Wii Death: Or, The One Thing I Don’t Need On My Day Off

According to your new wonder toy, 

based on height, weight, the year I was born, 

my Wii age is eighty-six, which means 

I’ve taken on four decades just by stepping aboard, 

but it doesn’t account for the carpeted floor, 

or the fact that I just had a big meal, or that I’m fully 

dressed–belt, keys, loose change, lots of other things 

weighing me down–and you never even warned me 

I’d be this close to the end when you handed over the control,

just said, how about a soccer match, which sounded fun, 

not like I’d need to call a funeral director, make final plans, 

but here is this machine I only just met, a stranger really, 

telling me I’m overweight, jumping to conclusions, 

based on what my feet suggest, failing to consider 

how much I work out, but, no, according to this, 

I’m just moments from my own Wii death, which will come, 

inevitably, with you chasing me down an imaginary field, 

as I try for some spectacular score, as I leap high into the air, 

head the image of a ball toward a make believe goal, 

not even the real me, in the end, with the real you, just 

a bit of green, some simulated applause, the screen going blank.

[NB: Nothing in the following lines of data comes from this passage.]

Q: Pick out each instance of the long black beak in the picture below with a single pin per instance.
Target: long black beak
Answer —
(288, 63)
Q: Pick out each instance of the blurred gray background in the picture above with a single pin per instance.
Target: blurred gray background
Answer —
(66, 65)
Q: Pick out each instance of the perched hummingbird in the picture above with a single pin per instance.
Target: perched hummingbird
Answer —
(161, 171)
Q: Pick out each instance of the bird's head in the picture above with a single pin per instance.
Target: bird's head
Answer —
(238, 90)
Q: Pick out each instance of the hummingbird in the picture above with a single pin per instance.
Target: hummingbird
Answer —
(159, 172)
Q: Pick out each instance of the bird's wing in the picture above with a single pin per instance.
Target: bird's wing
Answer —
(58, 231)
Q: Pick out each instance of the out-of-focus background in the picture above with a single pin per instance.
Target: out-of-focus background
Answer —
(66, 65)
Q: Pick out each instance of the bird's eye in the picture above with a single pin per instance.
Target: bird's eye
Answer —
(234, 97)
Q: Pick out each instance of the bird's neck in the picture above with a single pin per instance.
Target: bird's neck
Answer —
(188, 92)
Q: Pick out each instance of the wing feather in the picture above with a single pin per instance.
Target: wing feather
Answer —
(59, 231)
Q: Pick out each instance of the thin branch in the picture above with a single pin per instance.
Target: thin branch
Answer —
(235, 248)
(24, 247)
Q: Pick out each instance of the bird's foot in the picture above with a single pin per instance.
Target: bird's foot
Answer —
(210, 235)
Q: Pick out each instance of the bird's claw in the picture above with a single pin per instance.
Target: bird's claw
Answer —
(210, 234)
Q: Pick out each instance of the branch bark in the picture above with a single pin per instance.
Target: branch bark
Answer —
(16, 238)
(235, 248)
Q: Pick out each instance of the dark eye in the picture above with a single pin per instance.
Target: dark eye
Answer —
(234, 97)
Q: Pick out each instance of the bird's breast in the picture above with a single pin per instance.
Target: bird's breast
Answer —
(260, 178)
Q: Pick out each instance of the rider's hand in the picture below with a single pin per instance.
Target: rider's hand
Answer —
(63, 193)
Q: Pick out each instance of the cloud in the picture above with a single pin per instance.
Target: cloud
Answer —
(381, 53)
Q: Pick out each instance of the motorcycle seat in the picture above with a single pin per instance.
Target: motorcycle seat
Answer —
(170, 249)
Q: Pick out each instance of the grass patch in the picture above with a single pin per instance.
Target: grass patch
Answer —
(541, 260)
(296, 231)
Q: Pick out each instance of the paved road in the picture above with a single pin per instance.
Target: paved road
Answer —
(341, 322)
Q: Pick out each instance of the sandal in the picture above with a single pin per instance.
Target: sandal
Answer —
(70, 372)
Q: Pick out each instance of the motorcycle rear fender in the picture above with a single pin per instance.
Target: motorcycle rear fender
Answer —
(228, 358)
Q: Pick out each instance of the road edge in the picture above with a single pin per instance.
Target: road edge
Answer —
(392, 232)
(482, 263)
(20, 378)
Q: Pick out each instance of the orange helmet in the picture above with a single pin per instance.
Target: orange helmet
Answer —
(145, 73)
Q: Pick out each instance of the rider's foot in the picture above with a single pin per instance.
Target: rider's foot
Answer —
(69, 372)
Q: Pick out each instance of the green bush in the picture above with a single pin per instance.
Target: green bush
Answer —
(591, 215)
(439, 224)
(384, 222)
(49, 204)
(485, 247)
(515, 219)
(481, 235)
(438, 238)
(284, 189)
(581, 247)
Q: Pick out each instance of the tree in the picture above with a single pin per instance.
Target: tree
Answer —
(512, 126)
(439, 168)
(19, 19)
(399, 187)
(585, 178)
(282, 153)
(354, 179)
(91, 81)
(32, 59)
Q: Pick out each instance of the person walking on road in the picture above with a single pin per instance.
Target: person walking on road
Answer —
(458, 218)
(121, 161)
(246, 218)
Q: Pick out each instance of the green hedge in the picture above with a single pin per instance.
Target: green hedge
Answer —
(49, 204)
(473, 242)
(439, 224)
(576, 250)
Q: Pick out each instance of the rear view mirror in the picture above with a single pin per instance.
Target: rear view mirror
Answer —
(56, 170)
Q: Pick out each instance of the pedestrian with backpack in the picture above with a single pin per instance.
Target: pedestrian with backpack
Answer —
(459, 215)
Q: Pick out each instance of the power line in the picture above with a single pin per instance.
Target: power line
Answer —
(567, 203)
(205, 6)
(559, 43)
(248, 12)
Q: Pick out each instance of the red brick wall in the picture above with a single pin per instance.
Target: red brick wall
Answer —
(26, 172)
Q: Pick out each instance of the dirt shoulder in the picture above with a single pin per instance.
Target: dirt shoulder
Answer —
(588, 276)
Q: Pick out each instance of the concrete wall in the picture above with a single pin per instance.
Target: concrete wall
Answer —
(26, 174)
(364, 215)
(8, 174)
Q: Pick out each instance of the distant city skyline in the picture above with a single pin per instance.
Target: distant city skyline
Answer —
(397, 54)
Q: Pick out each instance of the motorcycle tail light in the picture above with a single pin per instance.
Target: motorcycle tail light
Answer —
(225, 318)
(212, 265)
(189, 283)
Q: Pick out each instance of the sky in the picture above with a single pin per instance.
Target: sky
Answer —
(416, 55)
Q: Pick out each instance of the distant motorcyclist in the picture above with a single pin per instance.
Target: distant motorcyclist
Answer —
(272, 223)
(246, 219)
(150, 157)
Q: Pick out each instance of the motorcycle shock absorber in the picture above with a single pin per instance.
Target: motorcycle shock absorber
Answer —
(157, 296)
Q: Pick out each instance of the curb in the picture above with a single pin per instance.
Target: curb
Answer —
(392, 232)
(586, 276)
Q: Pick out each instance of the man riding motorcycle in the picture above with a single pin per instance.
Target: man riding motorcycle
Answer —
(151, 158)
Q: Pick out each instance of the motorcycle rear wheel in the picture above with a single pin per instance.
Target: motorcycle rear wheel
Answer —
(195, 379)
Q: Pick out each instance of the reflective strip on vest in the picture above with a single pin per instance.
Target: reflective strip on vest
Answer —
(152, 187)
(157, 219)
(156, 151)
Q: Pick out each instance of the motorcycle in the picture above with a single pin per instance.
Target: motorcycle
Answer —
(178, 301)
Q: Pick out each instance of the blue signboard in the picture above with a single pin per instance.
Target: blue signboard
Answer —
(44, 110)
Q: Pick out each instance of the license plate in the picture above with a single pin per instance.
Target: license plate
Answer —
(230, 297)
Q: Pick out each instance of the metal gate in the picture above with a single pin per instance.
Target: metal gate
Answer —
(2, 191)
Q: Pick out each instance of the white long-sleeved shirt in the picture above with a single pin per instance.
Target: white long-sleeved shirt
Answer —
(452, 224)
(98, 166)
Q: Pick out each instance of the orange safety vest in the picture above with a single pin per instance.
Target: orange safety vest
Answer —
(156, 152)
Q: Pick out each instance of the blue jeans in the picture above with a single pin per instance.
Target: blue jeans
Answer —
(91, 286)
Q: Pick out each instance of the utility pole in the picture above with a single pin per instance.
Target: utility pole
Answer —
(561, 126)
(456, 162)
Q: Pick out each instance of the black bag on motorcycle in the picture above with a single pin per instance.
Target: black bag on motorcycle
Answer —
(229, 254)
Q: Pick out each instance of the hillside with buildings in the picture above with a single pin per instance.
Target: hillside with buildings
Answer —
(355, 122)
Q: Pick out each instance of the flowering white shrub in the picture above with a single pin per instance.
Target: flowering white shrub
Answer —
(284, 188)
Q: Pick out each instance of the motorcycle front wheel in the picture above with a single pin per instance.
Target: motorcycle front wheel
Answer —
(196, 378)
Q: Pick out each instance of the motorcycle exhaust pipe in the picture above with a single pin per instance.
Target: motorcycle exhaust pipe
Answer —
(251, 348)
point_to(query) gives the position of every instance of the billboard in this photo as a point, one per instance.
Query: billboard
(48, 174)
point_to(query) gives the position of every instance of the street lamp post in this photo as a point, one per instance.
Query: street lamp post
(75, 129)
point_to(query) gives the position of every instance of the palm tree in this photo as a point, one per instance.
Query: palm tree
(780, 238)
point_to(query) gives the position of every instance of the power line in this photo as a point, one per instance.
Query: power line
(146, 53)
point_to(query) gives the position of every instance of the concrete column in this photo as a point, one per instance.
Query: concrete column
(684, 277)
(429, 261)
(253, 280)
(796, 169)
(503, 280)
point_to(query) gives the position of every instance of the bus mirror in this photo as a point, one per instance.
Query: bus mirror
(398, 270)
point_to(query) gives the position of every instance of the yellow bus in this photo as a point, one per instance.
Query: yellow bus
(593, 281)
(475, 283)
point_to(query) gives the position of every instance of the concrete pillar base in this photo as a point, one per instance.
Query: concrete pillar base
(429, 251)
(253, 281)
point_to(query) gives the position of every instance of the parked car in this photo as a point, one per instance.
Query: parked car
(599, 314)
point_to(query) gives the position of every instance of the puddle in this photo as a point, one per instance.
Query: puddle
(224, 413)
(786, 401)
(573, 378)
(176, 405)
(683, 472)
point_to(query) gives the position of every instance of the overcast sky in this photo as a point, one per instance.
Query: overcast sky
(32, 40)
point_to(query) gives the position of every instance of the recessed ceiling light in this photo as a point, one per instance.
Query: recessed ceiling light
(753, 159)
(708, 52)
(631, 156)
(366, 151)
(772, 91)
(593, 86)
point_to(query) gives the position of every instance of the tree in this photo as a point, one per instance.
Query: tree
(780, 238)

A graduate of Spalding University’s MFA program, Lafayette Wattles was recently awarded a Ucross Foundation Fellowship. His poetry has appeared or is forthcoming in Boxcar Poetry Review, Juked, FRIGG, 13th Warrior Review, poeticdiversity, Big Toe Review, Not Just Air, and Word Riot, among others. Two of Lafayette’s poems were recently nominated for a Pushcart and for a Best of the Net Anthology award respectively.